Nos primeiros anos da Grande Depressão (1929-935), muitos porto-riquenhos deixaram a sua pequena ilha em busca de trabalho e oportunidades na grande cidade de Nova Iorque. Muitos deles estabeleceram-se a norte de Manhattan, numa zona que passou a chamar-se O Bairro. Para a gente de O Bairro, os invernos eram duros, pois era a época em que mais sentiam a falta do calor tropical da sua ilha. Mas, um dia, algo de maravilhoso aconteceu… A senhora Pura Belpré, grande contadora de histórias e a primeira porto-riquenha a trabalhar como bibliotecária na Biblioteca Pública de Nova Iorque, começou a trazer às crianças de O Bairro, o calor e a beleza de Porto Rico, através de contos e de livros.

Lucía González

 

Hildamar e o seu primo Santiago tiritavam de frio no regresso da escola. Um vento frio gelavalhes as mãos e fustigava-lhes a cara. Era a última semana de aulas antes das férias de inverno. E era também o primeiro Natal de Hildamar em Nova Iorque! Quando o inverno chegou a Nova Iorque, Hildamar tinha ficado admirada. Nunca tinha sentido tanto frio! Deixara Porto Rico só há alguns meses e viera com a família para Nova Iorque, num grande barco a vapor chamado El Ponce.

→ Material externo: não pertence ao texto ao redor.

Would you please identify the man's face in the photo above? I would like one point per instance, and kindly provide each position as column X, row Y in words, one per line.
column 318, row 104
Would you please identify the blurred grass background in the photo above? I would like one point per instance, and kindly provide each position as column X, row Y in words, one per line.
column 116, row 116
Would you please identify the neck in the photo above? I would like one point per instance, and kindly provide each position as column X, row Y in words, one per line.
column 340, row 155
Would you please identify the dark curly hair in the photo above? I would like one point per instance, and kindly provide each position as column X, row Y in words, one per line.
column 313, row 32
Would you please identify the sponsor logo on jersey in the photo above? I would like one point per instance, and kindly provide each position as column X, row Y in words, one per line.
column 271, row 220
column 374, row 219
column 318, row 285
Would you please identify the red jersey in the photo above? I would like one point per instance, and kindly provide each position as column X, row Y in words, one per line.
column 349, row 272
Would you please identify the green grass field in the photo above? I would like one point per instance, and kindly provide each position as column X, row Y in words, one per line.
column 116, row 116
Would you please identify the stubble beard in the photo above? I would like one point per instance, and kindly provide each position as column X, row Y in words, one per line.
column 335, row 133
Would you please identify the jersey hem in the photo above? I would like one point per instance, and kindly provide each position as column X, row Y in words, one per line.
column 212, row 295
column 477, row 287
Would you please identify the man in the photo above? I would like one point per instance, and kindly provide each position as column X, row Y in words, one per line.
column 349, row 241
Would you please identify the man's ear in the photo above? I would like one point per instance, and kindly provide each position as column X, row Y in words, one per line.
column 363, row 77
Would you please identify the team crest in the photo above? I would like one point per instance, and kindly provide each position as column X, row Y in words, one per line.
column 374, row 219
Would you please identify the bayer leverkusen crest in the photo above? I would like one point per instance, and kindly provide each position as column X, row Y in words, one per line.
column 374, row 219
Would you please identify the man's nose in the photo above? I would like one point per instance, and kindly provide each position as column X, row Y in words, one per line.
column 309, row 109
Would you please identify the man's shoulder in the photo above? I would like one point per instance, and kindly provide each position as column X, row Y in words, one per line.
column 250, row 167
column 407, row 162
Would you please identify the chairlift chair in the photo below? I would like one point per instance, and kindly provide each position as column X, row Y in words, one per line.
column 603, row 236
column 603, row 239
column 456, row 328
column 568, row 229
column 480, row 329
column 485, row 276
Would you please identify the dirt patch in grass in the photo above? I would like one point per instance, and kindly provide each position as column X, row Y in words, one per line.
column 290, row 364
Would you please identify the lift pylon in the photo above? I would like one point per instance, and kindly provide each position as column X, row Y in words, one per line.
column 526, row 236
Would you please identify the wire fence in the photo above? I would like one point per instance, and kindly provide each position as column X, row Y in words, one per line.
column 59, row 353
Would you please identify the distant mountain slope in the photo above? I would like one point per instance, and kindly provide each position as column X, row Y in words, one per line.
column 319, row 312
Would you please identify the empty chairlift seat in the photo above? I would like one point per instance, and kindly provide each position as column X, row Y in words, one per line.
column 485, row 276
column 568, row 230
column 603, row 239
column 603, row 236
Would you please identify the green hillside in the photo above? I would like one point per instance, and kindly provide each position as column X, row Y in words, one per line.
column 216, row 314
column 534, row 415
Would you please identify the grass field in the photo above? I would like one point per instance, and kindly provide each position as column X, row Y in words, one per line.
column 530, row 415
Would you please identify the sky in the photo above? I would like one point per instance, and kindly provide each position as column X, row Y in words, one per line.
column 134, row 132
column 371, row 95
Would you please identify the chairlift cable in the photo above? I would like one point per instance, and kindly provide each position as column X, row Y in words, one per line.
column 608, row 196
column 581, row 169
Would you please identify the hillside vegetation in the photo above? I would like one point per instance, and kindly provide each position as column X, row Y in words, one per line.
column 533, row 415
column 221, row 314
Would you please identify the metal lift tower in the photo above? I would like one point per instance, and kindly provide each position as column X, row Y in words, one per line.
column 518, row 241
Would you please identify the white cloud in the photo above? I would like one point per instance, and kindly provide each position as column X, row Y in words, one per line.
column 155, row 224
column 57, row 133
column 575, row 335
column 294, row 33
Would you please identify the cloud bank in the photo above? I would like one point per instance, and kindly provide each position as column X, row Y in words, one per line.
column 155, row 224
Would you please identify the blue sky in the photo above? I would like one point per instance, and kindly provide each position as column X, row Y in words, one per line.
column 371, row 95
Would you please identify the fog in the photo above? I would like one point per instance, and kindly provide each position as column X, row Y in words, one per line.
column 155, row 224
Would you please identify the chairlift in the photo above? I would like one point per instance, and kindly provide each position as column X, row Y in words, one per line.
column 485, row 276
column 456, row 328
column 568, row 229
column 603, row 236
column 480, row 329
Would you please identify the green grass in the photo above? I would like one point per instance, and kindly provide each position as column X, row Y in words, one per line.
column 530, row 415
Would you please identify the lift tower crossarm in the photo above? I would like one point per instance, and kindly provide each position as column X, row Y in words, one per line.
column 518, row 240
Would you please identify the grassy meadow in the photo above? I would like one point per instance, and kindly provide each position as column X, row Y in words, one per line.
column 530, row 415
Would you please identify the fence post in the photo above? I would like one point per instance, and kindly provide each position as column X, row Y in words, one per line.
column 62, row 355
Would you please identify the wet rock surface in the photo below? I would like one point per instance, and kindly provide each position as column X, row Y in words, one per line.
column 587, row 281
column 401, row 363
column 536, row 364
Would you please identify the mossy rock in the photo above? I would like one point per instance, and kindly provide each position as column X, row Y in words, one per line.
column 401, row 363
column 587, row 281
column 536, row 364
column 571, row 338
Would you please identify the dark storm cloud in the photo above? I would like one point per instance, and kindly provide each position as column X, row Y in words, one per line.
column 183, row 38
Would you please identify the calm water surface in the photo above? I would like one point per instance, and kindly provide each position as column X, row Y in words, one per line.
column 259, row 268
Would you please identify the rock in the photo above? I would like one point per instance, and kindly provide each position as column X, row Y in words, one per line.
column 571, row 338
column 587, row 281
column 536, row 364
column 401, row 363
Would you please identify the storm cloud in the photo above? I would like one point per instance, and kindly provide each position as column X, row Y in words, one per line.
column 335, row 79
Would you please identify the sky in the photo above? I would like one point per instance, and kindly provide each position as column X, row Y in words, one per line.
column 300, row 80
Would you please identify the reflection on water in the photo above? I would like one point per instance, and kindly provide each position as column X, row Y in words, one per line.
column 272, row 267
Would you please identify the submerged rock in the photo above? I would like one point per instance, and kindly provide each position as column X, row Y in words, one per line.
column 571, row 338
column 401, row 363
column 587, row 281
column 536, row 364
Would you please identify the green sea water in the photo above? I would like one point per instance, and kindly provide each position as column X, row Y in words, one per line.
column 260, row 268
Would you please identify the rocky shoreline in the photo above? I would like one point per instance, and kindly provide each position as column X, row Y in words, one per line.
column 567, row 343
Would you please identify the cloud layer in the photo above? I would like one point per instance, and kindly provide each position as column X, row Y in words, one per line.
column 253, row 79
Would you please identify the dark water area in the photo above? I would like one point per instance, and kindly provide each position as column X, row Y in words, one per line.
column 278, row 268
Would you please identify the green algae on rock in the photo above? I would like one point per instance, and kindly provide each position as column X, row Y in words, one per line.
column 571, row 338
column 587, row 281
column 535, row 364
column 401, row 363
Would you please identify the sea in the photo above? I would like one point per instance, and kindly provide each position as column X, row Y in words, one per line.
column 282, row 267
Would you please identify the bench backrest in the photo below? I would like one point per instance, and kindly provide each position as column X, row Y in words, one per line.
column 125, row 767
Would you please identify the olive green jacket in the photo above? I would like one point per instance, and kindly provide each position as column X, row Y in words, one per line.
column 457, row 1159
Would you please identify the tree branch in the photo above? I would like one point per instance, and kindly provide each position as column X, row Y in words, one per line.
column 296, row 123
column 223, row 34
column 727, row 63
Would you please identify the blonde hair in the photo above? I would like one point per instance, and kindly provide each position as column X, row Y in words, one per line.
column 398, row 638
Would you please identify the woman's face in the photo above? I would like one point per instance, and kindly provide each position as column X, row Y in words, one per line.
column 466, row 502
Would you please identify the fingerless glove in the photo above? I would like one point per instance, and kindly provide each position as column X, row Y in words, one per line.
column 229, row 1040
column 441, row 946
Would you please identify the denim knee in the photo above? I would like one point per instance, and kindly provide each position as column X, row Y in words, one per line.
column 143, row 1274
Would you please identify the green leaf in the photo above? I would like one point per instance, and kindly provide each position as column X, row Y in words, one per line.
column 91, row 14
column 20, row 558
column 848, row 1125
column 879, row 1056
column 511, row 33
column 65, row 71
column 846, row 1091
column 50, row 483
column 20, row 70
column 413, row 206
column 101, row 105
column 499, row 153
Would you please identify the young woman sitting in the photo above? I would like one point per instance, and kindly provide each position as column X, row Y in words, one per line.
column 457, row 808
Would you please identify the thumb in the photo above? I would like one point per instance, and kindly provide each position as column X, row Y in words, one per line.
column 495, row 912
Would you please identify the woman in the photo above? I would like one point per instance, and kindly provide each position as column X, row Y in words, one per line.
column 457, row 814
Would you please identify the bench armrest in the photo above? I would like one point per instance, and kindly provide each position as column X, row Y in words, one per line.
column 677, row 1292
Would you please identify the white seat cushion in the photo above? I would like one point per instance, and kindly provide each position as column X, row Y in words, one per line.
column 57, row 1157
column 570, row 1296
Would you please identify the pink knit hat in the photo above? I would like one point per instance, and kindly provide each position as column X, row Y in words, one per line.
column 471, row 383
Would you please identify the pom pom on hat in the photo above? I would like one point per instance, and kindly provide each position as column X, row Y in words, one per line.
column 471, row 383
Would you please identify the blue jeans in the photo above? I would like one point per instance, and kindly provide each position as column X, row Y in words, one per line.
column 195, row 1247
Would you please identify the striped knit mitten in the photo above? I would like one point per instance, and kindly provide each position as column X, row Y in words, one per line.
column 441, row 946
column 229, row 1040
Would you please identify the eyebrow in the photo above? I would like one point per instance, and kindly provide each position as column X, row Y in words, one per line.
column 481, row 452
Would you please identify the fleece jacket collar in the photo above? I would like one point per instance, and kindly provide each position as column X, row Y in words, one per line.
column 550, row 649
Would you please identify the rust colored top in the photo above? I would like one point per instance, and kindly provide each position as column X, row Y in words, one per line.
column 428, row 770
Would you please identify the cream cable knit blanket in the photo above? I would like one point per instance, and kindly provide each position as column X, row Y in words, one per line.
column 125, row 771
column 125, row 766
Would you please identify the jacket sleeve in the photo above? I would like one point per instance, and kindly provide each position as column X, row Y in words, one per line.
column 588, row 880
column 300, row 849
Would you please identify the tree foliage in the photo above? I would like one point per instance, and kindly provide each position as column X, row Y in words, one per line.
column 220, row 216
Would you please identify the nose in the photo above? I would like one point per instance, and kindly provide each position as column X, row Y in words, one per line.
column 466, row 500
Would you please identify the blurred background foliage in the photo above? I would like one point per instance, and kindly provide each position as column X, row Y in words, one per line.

A viagem demorou cinco dias. O sol de verão estava agora muito longe de O Bairro. Hildamar e Santiago apressaram-se a chegar a casa, a fim de aquecerem as mãos no velho fogão de ferro. Nessa noite, a família reuniu-se para jantarem juntos. — Meu Deus! — suspirou a mãe Nelinha. — Quem me dera aquelas noites quentinhas de Dezembro na nossa ilha! — Ah! — exclamou o tio Pedro, pai de Santiago. — O que me faz mais falta são os pastéis e aquele cheirinho a leitão assado por todo o lado! — Lembro-me da festa e dos presentes, quando a família e os vizinhos nos vinham visitar.

Cantava-se, havia baile e comia-se! — disse a Tia Maria, mãe de Santiago, fechando os olhos e trauteando uma melodia. — O melhor dia do ano era o Dia de Reis! — acrescentou Santiago. — E os Reis vêm a Nova Iorque? — perguntou Hildamar. — Vão vir este ano? No dia seguinte, como todos os dias, a caminho da escola, Hildamar, Santiago e a Tia Maria passaram diante de um grande edifício com janelas, que parecia convidar a entrar quem passava.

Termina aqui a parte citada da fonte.